To understand history as such, those who investigate it and apply its forms of knowledge need to work from a set of criteria for what counts in making sense of the past. Assuming that history falls from the sky, authorless and ready-made, tends to cognitively handcuff teachers, especially when facing conflicting testimonies from the past. The epistemology scale attempts to measure changes in teachers' understandings of the bases and warrants for historical knowledge and correlates them with other items on the assessment.
Assuming that history falls from the sky, authorless and ready-made, tends to cognitively handcuff teachers, especially when facing conflicting testimonies from the past.

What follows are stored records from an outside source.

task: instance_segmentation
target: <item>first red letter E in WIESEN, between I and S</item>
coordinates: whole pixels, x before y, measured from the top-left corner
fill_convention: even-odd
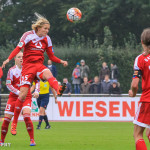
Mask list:
[[[84,101],[83,102],[83,116],[84,117],[93,117],[93,113],[88,113],[87,111],[92,110],[92,107],[88,107],[88,105],[93,105],[92,101]]]

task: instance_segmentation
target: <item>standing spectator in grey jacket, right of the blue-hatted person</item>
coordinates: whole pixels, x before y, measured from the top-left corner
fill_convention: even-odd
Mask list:
[[[87,65],[85,65],[85,61],[83,59],[81,60],[80,72],[81,72],[81,83],[83,83],[83,78],[88,77],[90,73],[90,69]]]

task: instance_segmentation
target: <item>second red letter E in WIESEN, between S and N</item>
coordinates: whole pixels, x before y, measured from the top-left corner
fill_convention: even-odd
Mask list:
[[[120,117],[120,113],[115,113],[114,111],[119,110],[119,107],[115,107],[114,105],[119,105],[119,101],[109,102],[109,116],[110,117]]]

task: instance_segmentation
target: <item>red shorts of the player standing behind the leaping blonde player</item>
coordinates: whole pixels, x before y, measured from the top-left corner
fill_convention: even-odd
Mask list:
[[[14,115],[15,104],[16,104],[17,98],[18,97],[9,97],[7,104],[6,104],[6,108],[5,108],[6,114]],[[23,103],[22,110],[24,108],[30,108],[31,109],[31,102],[32,102],[31,97],[27,97]]]

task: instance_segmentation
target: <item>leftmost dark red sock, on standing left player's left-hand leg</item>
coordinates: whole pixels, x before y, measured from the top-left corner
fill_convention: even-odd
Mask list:
[[[5,136],[7,134],[7,131],[8,131],[8,126],[9,126],[10,121],[11,121],[10,118],[5,117],[4,122],[2,124],[2,127],[1,127],[1,140],[3,143],[5,140]]]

This instrument—called the HKTA for Historical Knowledge and Teaching Assessment—produces a rich array of powerful data. It sheds considerable light on what teacher participants know, can do with what they know, and how their ideas change (or not) across the programs' durations. Most importantly, results provide project partners with feedback on the strengths and weaknesses of the interventions and ways they can go about making changes as the programs evolve in growing participants' knowledge of American history.
What We Learned
We have learned many things from using this assessment tool. Because of its complexity and number of scales, we have struggled to keep its length reasonable so it can be administered in a relatively short timeframe. We have found that after about an hour's duration, teachers begin to tire (although generally they take the assessment in good spirit and sometimes seek out their personal scores which we release only to them on individual request). Given the richness of ideas and constructs we are trying to sample—so as to provide sound feedback to project partners—this creates tradeoffs for us that we have had to manage carefully. Rich data collection has to be weighed against economies of efficiency in assessment administration time.
The epistemology scale has created additional concerns. The items presented in Likert-scale format have a tendency to be prone to social-desirability item-selection effects. To date we have been reluctant to release this scale's outcomes because we are still sorting out how validly it measures epistemological stances among teachers.

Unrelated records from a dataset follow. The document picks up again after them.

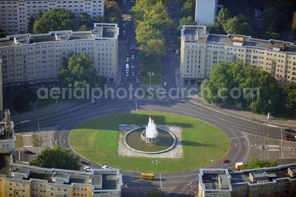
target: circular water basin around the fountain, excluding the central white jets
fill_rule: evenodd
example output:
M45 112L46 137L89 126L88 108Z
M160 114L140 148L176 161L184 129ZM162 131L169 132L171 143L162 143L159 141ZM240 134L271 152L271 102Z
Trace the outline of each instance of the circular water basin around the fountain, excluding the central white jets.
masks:
M139 153L159 154L172 149L176 144L176 137L168 130L156 128L159 133L155 142L145 142L141 138L141 133L145 127L136 128L124 136L124 143L128 148Z

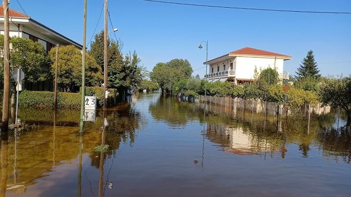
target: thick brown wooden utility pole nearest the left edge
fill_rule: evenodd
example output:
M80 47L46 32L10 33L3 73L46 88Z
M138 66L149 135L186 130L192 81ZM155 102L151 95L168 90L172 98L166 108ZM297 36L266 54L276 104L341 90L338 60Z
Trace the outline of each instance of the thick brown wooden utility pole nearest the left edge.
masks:
M10 108L10 33L9 33L9 2L3 0L4 7L4 98L2 131L9 129L9 108Z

The most important learning aspect of administering the assessment has come when we report out data to project partners. As I noted, the HKTA exposes both strengths AND weaknesses in the TAH programs. Though this is as intended, we have found it frequently difficult to communicate weaknesses to partners who invest much energy in producing powerful programs.
The struggle here often turns on helping historians, who operate as content experts, to understand what the assessment tells us about what it means to transfer that content into history lessons for pre-collegiate students. This is a language historians are understandably least familiar with. In particular, the assessment reveals gaps between the efforts of the historians and that of the pedagogy experts assigned to the projects. Such gaps can be delicate observations to convey. It has helped that the various scales on the HKTA generate data useful for the purpose of strengthening these connections.